İlgili şahıs açıklama yapmış:

“Hakkımda yayımlanan video montaj, şantaj ve tehdit içeriklidir. Türkiye’nin en önemli ve güvenilir bilirkişi uzmanlarından gerekli inceleme raporlarını kamuoyuyla paylaşacağız. Bize ve aileme bu çirkin iftiraları atıp, tehdit eden alçaklarla yargı önünde hesaplaşacağız!”

O “Politikacı” kendi mücadelesini verecek.

“Montaj” dediği videonun gerçekten de montaj olduğunu ispatlamaya çalışacak!

Lâkin…

Sonuç ne olursa olsun, “montaj” dediği videonun mahkûmu olacak!.. Ne büyük haksızlık.

X

Eskiden, biri bize “mağduriyetinden” bahsettiğinde…

O kişi, bizim dünya görüşümüzde olmasa da, bizim gibi yaşamasa da, hatta bize düşmanlık yapmış olsa da, dinlerdik.

Haklılığına ikna olduğumuzda ise, tereddüt etmeden hakkını savunurduk.

Bugün, hiç sevmediğimiz o politikacının haksızlığa uğrama ihtimalinin büyüklüğünden bahsederken, “Acaba, o politikacıya ve partisine çok kızgın olanlar, bu yaptığımızdan dolayı bize de saldırırlar mı?” diye tereddüt ediyoruz.

Bir misal.

Hiç hazzetmediğim bir televizyon kanalına yapılan haksızlığa dair.

Görüntüleri bilirsiniz; bizim Milli Takım gol atıyor, o kanalın programcılarının gol attığımıza üzülmüş haldeki görüntüleri yayımlanıyor.

“İşte bunlar böyle, işte bunlar hep rakiplerimizden yana..."

Nice yorum.

O görüntülerin devamını izledim; hiç de öyle bir durum yok.

Video “maksada uygun” biçimde” ayarlanmış!..

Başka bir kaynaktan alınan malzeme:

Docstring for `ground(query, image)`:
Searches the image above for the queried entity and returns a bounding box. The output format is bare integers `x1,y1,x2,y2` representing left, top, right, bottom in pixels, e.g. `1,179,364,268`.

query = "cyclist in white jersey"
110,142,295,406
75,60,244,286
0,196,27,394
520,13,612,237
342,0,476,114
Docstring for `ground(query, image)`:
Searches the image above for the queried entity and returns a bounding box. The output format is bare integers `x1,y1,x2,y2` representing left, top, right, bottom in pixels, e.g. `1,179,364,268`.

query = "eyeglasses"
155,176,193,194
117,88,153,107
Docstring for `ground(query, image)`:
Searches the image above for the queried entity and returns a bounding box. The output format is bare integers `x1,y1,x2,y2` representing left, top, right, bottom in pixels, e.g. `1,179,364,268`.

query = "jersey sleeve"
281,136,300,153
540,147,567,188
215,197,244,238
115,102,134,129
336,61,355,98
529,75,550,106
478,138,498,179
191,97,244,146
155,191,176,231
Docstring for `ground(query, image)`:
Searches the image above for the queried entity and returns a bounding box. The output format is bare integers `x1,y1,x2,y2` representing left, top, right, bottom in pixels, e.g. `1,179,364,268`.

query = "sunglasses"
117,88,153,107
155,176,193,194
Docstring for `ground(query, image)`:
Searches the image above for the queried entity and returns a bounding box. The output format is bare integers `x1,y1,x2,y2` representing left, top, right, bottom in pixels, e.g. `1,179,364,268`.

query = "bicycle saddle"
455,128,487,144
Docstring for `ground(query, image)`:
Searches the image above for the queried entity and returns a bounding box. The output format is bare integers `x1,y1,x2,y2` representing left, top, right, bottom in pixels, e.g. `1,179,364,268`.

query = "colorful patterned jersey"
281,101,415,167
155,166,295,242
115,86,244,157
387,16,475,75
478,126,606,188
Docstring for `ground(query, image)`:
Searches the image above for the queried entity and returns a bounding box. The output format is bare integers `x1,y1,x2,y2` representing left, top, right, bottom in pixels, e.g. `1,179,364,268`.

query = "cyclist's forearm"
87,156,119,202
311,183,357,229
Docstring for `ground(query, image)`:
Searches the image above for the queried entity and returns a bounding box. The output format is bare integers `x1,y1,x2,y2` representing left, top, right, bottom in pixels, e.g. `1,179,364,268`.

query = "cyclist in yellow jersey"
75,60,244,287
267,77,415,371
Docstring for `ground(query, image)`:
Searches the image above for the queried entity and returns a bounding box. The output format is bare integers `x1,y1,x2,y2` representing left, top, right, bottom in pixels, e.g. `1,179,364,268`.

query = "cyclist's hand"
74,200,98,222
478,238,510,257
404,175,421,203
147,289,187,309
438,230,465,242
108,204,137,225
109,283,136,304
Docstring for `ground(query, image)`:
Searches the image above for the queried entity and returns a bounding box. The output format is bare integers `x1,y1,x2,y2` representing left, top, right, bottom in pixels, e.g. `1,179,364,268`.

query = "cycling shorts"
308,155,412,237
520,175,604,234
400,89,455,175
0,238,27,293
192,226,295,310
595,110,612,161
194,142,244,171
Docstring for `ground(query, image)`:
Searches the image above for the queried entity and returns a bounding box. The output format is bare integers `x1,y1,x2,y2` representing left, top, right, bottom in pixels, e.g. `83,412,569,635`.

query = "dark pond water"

Tamamını izleyen, programcıların milli takımın gollerine ve galibiyetine sevindiğini görür, ayarlanmış videoya bakan ise tam tersini düşünür!

X

Ben, tuttum…

O kanaldakilere haksızlık yapıldığını yazdım.

Vay sen misin yazan!

Onlar bizi savunuyor muymuş…

O zihniyeti savunmak bana mı düşmüş!..

“Siz onlar gibi yaparsanız, sizin onlardan ne farkınız kalır!” dedimse de dinletemedim!

“Onları mı örnek alıyorsunuz kendinize?" dedimse de…

Ters karşılıklar aldım.

X

Adaleti kaybedince, her şeyi kaybediyoruz!

Politika, kalplerimizi karartıyor!

Gençler de bize baktıklarında, “adalet”i görmüyor!